At the end of the school year, Bud told the students he would be leaving for Rome to continue his studies for the priesthood. They were sad to see him go. Brian took up Bud’s offer to write to him, and the two corresponded several times over the course of a year or so.
Brian said he still has a couple of letters from Bud, one of which included a description of his travels in Europe and a succinct Church history lesson. Bud mentioned the Apennine Range in Italy and reminded Brian that it had been a question on a test. “I think it’s cool that he took the time to write back,” Brian said.
I emailed Fr. Bud, now an assistant professor of theology at St. Ambrose, to share my brother’s story. Fr. Bud appreciated the note and said he had been deeply touched when the students, as seniors, had written and asked him to be their graduation speaker. He had to decline, reluctantly, because he was still studying in Rome.

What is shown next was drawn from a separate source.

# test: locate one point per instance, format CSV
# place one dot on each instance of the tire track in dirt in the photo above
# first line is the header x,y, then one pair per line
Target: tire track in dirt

Learning how much my brother appreciated Fr. Bud as a teacher, mentor and friend all those years ago, I wondered why Brian had drifted away from the Church.  This fall begins the Year of Faith that Pope Benedict XVI is launching in an effort aimed at helping baptized Catholics to deepen their faith and lapsed Catholics to return to it.
Brian told me that his family stopped attending Mass for a variety of reasons, but most importantly, because they didn’t feel welcomed.  Last month, he decided to attend Mass at the encouragement of an unnamed relative. The pastor recognized the regulars (by the pews in which they habitually sit) and acknowledged the newcomers. It was a good experience, Brian said.
I’m praying  that this experience, and the revival of memories of Fr. Bud’s welcoming attitude, will help Brian begin to find his way back to the Church.